Think about it. How can any entrepreneur who isn’t a filthy rich multi-millionaire ever found a startup renewable energy company, when it would have to compete against corporate giants such as ExxonMobil, which appropriates some $372.8 million in revenue annually? Nobody can really compete with that. Since free enterprise can’t fix the situation, the government will eventually have to take an active part in directing investments toward alternative fuels.
Too bad Exxon’s economic power can buy political power as well, as the corporation contributes to both Republican and Democratic campaigns. Since 1990, Exxon has given nearly $10 million in contributions, 86 percent of which went to the Republicans. Maybe, just maybe, this has something to do with the fact that our bureaucratic two-party system is dragging its feet in its effort to reduce our dependence on oil and address global climate change, as America is causing catastrophic ecological destruction on a worldwide scale.
In fact, we are currently living in a manmade mass extinction which scientists call the Holocene extinction event.

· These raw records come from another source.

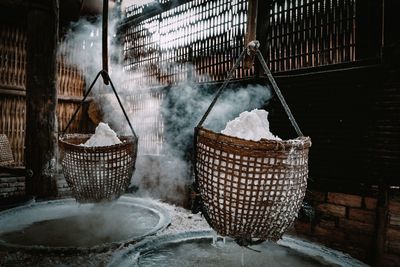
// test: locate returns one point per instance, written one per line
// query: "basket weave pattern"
(251, 189)
(97, 174)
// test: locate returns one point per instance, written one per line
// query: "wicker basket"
(97, 174)
(251, 190)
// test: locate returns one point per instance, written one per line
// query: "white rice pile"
(103, 136)
(251, 125)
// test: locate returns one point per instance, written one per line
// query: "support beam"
(251, 30)
(41, 98)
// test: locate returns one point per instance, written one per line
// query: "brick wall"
(11, 186)
(347, 222)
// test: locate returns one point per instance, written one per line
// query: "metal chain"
(223, 86)
(278, 93)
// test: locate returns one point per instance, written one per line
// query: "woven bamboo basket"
(251, 189)
(97, 174)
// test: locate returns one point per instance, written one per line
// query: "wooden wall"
(12, 88)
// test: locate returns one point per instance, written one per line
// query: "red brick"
(370, 203)
(355, 226)
(394, 206)
(327, 223)
(392, 234)
(331, 235)
(361, 240)
(335, 210)
(362, 215)
(302, 227)
(345, 199)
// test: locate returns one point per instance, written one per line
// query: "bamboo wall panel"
(310, 33)
(12, 56)
(197, 40)
(12, 76)
(12, 114)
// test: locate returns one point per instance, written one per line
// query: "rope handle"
(103, 73)
(252, 50)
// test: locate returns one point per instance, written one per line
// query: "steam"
(163, 119)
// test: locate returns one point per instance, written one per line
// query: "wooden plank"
(41, 100)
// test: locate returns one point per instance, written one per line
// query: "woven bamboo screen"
(12, 88)
(197, 40)
(310, 33)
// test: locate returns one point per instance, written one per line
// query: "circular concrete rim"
(132, 253)
(144, 203)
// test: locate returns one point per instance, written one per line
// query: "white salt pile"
(103, 136)
(251, 125)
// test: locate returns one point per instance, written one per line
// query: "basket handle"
(252, 49)
(105, 75)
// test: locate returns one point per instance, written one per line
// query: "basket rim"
(63, 140)
(298, 142)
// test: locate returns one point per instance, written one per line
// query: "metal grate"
(197, 40)
(310, 33)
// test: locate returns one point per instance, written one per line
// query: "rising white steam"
(163, 120)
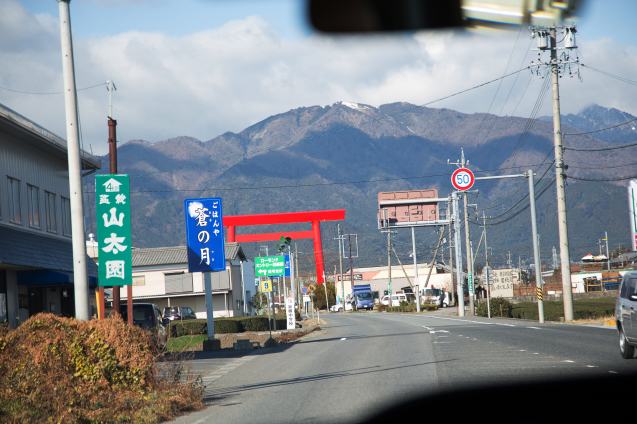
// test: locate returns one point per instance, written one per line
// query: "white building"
(160, 276)
(36, 259)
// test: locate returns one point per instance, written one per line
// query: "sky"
(200, 68)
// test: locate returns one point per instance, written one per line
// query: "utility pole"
(457, 243)
(80, 276)
(559, 182)
(536, 249)
(388, 231)
(340, 262)
(547, 41)
(296, 270)
(468, 242)
(416, 278)
(607, 254)
(486, 264)
(453, 289)
(389, 265)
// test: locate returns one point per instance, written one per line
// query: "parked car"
(397, 298)
(626, 316)
(339, 307)
(178, 313)
(147, 316)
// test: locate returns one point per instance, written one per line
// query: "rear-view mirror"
(352, 16)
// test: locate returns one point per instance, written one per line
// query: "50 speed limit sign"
(462, 179)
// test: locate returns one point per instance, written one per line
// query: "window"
(66, 216)
(15, 211)
(139, 281)
(33, 194)
(51, 222)
(178, 282)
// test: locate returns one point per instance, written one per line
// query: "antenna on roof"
(110, 87)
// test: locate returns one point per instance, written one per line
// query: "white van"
(397, 298)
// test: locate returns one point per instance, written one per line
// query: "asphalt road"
(362, 363)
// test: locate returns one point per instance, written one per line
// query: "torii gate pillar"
(231, 222)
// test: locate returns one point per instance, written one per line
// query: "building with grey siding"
(36, 259)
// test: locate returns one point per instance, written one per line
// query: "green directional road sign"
(112, 195)
(269, 266)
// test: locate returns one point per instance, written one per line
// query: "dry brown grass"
(603, 321)
(56, 369)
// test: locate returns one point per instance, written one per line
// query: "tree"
(319, 295)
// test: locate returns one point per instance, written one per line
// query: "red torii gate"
(286, 218)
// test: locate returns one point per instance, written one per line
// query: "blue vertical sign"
(204, 235)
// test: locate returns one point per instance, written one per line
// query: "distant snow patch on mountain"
(355, 106)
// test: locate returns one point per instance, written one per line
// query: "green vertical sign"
(112, 195)
(268, 266)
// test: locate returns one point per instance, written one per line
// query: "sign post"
(462, 179)
(289, 308)
(269, 266)
(206, 247)
(112, 195)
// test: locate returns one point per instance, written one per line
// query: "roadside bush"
(66, 370)
(238, 324)
(482, 309)
(554, 310)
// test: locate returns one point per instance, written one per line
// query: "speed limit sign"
(462, 179)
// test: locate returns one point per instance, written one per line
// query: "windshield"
(459, 174)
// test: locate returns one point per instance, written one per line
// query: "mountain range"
(342, 155)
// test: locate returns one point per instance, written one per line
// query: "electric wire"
(600, 150)
(42, 94)
(608, 74)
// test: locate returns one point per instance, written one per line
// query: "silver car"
(626, 315)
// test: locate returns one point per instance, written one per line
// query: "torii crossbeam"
(315, 217)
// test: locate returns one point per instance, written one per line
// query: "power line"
(43, 94)
(603, 129)
(243, 155)
(608, 74)
(603, 167)
(631, 177)
(600, 150)
(309, 185)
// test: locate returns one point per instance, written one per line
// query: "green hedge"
(237, 324)
(411, 308)
(554, 310)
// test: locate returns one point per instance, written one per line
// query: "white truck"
(432, 295)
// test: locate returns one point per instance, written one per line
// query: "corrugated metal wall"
(24, 162)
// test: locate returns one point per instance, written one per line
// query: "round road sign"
(462, 179)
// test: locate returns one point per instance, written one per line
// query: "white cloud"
(227, 78)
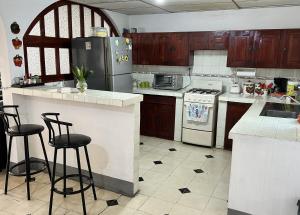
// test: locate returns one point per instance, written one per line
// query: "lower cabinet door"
(158, 116)
(202, 138)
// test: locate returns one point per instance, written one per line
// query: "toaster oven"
(168, 82)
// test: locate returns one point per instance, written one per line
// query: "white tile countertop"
(90, 96)
(229, 97)
(252, 124)
(151, 91)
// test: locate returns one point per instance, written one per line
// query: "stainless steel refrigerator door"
(90, 52)
(121, 83)
(119, 56)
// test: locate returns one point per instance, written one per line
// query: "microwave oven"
(168, 82)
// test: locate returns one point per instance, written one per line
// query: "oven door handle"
(208, 105)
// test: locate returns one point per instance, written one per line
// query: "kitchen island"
(111, 119)
(265, 172)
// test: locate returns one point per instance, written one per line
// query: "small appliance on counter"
(248, 88)
(280, 85)
(235, 88)
(168, 82)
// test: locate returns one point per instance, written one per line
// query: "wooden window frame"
(56, 42)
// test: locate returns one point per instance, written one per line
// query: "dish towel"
(197, 112)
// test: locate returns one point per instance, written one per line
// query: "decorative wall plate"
(18, 60)
(15, 28)
(16, 43)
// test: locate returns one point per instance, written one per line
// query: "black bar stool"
(68, 141)
(22, 130)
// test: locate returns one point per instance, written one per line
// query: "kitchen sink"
(280, 110)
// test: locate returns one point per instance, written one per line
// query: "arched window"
(47, 41)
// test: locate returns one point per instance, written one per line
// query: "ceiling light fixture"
(160, 2)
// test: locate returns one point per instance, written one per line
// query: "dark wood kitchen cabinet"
(177, 52)
(158, 116)
(267, 49)
(290, 49)
(198, 41)
(213, 40)
(170, 49)
(218, 40)
(135, 47)
(240, 50)
(235, 111)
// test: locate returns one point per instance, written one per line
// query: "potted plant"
(81, 74)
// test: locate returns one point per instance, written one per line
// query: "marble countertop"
(90, 96)
(151, 91)
(229, 97)
(252, 124)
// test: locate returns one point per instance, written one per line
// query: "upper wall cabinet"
(264, 49)
(215, 40)
(267, 49)
(290, 49)
(240, 50)
(170, 49)
(249, 48)
(198, 41)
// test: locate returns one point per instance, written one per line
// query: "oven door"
(203, 126)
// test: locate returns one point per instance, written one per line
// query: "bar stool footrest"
(19, 169)
(69, 191)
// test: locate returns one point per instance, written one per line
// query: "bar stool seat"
(29, 166)
(75, 141)
(66, 142)
(25, 129)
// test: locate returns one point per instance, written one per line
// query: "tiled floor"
(176, 179)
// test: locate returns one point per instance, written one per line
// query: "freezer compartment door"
(202, 138)
(119, 56)
(121, 83)
(90, 53)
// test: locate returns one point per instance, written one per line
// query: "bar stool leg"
(45, 155)
(80, 179)
(52, 182)
(27, 164)
(7, 165)
(65, 183)
(90, 171)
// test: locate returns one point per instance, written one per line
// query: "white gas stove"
(200, 114)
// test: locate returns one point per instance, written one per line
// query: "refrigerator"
(109, 58)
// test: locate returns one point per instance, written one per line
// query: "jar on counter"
(248, 88)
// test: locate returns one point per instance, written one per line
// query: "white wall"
(120, 20)
(4, 62)
(23, 12)
(265, 18)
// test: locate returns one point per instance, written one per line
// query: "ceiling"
(137, 7)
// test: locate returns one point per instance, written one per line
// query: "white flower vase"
(81, 86)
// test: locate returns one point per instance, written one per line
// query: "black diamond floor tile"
(157, 162)
(112, 202)
(198, 171)
(184, 190)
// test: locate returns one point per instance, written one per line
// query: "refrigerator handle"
(107, 82)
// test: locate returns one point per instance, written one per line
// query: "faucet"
(288, 99)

Evidence indicates that “we are in [the] midst of [the] fastest mass extinction in earth’s history,” according to a press release by the American Museum of Natural History. ExxonMobil is known for its funding of junk science, giving $23 million in the last 10 years to organizations and scientists who manipulate scientific data to suggest global climate change isn’t occurring, according to ExxposeExxon. As Rep. Brad Miller from North Carolina stated in 2007, “The support of climate skeptics, many of whom have no real grounding in climate science, appears to be an effort to distort public discussion about global warming.”
A short term solution to the problems ExxonMobil presents would be to demand the government break up the beast into a few smaller companies. However, this “solution” is only short term since the more successful corporations would end up buying out the smaller ones once again, and history would just repeat itself. The only lasting solution is to create a society where people would come before profit, wherein the working class would be in control of industry, instead of being controlled by industry.
> Comments
Adam on Nov 11, 2008 at 01:08 PM:
....Breaking News....ExxonMobil Pays Record Taxes.....
Erik on Nov 15, 2008 at 01:05 PM:
Think about it. How can any entrepreneur who isn’t a filthy rich multi-millionaire ever found a startup renewable energy company, when it would have to compete against corporate giants such as ExxonMobil, which appropriates some $372.8 million in revenue annually?
Many individuals investing small sums of money for a proportional share of ownership in the new technology. Perhaps these individuals could include the working class. We could even give these people a say in how their collective investment would be employed and how the rewards are used. This could be done by democratically electing a board of leaders that would manage the invested funds. With this collaborative effort the working class could gain control of industry and eliminate the corporations that control us all.